My grandfather said that his west end Toronto neighbourhood was getting mixed when a ... Portuguese family (that's the way he put it, with a pause before Portuguese) moved into the old Astor place. I don't know what Grandad would say about our neighbourhood. Mixed puts it mildly. We live in an area bounded by a mental health facility, four auto body shops and a slaughterhouse. There's public housing, decrepit wartime bungalows, shabby Victorians, super-expensive condos, and the best dessert place in the city only it's never open (topic for another day). And in our back laneway, until recently, a toxic dump.

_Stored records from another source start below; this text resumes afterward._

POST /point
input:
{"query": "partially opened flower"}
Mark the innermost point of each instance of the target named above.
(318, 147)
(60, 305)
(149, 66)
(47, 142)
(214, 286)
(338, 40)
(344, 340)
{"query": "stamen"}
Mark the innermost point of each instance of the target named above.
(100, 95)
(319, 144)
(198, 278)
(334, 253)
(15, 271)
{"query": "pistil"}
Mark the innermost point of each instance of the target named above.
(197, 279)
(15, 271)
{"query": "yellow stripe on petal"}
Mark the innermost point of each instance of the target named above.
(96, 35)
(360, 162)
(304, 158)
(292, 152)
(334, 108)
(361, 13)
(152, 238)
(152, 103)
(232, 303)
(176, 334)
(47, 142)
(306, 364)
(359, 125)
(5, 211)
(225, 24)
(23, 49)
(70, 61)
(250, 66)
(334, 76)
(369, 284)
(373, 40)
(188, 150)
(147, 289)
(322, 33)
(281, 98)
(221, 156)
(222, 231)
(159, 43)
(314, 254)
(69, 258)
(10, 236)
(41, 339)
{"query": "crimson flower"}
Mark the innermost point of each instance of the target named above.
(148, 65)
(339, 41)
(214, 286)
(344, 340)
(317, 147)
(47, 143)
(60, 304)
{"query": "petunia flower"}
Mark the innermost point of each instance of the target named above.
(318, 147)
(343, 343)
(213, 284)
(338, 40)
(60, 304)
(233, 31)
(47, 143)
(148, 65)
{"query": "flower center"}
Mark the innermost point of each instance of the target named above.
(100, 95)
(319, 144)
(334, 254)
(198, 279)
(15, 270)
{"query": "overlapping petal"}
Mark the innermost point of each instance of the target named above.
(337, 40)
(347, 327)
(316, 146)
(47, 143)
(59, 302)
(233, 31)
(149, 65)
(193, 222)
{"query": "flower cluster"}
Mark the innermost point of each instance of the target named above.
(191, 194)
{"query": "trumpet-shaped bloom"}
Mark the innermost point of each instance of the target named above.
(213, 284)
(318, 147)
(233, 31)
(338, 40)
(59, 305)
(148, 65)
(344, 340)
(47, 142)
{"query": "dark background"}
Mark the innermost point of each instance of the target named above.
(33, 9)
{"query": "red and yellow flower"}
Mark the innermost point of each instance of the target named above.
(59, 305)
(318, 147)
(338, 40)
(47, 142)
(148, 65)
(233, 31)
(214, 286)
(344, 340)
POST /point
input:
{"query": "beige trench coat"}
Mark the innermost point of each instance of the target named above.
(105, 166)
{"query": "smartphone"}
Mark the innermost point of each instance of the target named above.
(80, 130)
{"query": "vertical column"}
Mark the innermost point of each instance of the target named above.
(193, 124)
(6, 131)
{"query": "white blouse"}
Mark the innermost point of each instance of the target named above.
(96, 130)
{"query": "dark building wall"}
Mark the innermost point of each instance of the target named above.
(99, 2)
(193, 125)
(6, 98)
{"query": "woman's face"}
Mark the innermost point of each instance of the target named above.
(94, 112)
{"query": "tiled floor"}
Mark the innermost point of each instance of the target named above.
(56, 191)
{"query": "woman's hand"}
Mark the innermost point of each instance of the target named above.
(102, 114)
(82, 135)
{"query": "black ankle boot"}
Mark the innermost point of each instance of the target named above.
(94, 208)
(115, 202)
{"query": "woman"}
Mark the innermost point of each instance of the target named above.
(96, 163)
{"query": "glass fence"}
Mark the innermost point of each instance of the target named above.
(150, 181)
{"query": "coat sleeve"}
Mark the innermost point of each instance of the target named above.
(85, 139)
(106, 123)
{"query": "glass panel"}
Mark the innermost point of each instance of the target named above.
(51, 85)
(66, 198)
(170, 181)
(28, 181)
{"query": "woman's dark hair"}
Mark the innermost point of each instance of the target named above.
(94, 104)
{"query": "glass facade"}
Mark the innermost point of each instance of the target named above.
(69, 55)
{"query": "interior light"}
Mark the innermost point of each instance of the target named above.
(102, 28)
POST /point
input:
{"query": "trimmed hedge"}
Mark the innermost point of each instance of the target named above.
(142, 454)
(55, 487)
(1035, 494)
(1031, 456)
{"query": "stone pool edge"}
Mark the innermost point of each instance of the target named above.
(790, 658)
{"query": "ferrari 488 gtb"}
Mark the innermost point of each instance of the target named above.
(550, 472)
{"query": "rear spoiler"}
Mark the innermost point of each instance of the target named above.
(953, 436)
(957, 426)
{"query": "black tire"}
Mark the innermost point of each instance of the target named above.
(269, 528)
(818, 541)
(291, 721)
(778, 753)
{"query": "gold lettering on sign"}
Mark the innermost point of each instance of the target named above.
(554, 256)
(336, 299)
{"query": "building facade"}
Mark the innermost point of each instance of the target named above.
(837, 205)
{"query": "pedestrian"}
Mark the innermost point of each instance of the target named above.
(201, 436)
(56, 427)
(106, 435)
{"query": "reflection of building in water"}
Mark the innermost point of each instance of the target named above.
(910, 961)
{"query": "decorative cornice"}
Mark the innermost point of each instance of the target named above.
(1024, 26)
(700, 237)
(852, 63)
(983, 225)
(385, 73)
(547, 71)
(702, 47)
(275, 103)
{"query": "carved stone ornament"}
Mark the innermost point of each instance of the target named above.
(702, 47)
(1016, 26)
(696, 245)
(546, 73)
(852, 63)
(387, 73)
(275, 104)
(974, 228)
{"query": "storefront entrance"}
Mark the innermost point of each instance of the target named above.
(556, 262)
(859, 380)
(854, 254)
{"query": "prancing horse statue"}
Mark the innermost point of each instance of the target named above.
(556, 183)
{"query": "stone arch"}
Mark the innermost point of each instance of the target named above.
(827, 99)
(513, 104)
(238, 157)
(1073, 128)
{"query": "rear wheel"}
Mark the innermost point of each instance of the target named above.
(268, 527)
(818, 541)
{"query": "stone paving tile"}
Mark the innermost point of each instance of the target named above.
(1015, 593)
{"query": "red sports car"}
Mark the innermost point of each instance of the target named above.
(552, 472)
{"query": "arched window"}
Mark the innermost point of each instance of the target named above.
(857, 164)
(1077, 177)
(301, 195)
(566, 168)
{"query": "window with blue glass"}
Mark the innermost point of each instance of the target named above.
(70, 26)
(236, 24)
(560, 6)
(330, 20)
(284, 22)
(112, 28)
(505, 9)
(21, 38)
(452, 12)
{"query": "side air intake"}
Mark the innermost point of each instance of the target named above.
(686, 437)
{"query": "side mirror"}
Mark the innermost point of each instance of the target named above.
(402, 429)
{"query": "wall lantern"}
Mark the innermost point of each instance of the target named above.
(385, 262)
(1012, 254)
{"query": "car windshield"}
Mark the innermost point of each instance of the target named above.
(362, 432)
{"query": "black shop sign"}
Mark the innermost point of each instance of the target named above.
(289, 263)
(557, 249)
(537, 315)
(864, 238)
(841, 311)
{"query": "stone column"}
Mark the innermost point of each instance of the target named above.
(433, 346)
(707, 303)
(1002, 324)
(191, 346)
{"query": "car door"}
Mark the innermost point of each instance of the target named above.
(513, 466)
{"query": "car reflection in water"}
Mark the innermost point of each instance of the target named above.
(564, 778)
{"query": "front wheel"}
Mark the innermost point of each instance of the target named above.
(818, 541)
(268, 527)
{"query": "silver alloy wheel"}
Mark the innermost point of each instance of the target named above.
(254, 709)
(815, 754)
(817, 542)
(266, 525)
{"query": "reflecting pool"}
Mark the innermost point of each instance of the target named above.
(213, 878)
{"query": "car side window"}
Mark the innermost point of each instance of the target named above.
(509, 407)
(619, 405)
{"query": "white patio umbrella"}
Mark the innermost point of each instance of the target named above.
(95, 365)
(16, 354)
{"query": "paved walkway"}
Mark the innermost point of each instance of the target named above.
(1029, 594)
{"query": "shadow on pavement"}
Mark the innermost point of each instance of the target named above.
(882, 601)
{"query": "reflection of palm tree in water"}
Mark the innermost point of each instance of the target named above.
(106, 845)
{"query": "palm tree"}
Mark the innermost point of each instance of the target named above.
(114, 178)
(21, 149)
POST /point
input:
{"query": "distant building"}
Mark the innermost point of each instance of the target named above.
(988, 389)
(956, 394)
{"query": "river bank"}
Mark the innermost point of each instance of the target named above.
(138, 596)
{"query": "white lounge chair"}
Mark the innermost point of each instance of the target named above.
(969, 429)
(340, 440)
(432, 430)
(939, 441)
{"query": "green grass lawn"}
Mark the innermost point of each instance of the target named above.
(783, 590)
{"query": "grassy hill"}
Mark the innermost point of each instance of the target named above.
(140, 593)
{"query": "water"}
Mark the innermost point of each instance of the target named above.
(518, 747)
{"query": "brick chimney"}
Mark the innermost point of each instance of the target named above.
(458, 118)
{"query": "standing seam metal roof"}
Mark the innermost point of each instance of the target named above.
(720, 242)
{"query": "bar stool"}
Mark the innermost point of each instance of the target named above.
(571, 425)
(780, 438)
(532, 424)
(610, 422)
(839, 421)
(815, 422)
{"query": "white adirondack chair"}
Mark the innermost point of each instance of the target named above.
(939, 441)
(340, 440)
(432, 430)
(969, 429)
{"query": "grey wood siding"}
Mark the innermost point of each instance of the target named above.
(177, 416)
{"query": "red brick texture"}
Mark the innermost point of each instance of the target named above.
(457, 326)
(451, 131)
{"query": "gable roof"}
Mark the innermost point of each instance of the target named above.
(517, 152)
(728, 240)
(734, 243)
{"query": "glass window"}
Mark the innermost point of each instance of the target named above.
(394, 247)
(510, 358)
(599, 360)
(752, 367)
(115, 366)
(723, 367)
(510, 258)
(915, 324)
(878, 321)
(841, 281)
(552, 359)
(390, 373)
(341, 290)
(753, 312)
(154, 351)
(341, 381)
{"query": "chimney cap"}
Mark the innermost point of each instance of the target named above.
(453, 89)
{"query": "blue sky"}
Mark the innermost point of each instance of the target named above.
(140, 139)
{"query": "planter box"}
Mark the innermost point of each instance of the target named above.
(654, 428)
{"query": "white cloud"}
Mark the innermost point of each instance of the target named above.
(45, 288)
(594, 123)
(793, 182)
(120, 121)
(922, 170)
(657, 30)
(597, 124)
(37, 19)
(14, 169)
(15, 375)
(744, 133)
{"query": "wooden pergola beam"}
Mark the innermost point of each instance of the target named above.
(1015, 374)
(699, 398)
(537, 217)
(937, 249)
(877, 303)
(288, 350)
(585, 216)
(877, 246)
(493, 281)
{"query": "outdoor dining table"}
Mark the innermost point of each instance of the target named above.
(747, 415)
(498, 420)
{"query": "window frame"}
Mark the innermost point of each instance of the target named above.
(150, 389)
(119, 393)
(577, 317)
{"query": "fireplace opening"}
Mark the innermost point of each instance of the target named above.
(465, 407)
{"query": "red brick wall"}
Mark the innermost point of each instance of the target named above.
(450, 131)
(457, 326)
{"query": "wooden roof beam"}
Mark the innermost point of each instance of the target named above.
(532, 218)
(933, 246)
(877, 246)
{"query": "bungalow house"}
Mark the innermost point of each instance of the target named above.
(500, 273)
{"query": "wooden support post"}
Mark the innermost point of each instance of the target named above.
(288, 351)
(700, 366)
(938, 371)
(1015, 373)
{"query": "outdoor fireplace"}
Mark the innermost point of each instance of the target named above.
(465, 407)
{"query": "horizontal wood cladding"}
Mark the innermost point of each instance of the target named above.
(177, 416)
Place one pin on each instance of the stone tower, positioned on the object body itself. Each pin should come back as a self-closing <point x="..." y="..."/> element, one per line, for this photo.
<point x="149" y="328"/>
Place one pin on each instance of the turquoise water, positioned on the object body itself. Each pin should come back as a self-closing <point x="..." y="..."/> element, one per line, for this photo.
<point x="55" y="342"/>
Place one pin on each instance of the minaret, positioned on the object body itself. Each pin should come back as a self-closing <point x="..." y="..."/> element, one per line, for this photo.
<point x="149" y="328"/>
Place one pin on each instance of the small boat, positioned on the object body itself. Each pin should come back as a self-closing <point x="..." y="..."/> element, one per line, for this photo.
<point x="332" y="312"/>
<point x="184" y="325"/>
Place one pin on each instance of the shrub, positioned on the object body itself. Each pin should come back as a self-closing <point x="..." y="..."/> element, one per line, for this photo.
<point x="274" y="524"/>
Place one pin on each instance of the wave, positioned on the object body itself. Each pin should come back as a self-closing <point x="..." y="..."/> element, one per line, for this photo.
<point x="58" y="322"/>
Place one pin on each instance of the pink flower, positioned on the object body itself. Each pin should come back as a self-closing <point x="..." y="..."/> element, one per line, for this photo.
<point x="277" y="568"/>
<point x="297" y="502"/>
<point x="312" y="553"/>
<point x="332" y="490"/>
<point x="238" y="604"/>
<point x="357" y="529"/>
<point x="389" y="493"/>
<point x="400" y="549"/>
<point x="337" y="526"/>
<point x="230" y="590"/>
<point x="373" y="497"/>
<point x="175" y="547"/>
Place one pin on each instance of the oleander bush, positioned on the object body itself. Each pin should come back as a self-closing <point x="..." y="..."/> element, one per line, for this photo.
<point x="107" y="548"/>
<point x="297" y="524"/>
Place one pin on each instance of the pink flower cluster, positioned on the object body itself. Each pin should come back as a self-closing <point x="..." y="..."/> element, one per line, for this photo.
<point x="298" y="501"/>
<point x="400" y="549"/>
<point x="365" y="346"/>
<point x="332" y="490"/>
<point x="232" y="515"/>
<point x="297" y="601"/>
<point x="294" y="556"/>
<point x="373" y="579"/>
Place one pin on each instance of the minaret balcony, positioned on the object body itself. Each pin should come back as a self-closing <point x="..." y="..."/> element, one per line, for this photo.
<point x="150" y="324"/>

That's right. I noticed the low plywood hoarding a few days after we moved in. On the other side was what looked like a swimming pool of stagnant green sludge. I asked a neighbor about it and he said, Oh, that's the toxic dump site. Real casual, like you'd say, Oh, that's the Rec Centre (see picture --a Connecticut Rec Centre. An ornament to any community, no?) I wanted to show that I was cool too, so I said something like, Oh, ah or Sure, sure. And I kept my eye on it. It didn't bubble or anything. It didn't smell too bad. After a while I stopped noticing it. It became part of the landscape, like the raccoons and orange condoms and graffiti (apparently DAN IS NOT THE MAN). The toxic dump site. It even had its uses, the hoarding being so noticeable. I'd give friends directions to our parking spot by saying, We're four houses up from the toxic dump site.

And then, yesterday, I heard a rhythmic thumping and giant sucking sound. When I went out to check (surely not Dan? I thought) I saw a stream of water flowing down the laneway from underneath the plywood hoarding. Two guys were pumping out the sludge. They told me that the city had removed three feet of topsoil a months ago, after they found traces of boron. And now they were finally getting around to filling in the hole. Boron? I said. What do you mean, boron? They shrugged.

As of this morning, the hoarding is down and the toxic dump is gone. Cars in need of body work are parked there on clean sand. I have been researching boron.

On the whole I am not sad to see the end of the toxic dump site. Sometimes a neighbourhood can be too mixed.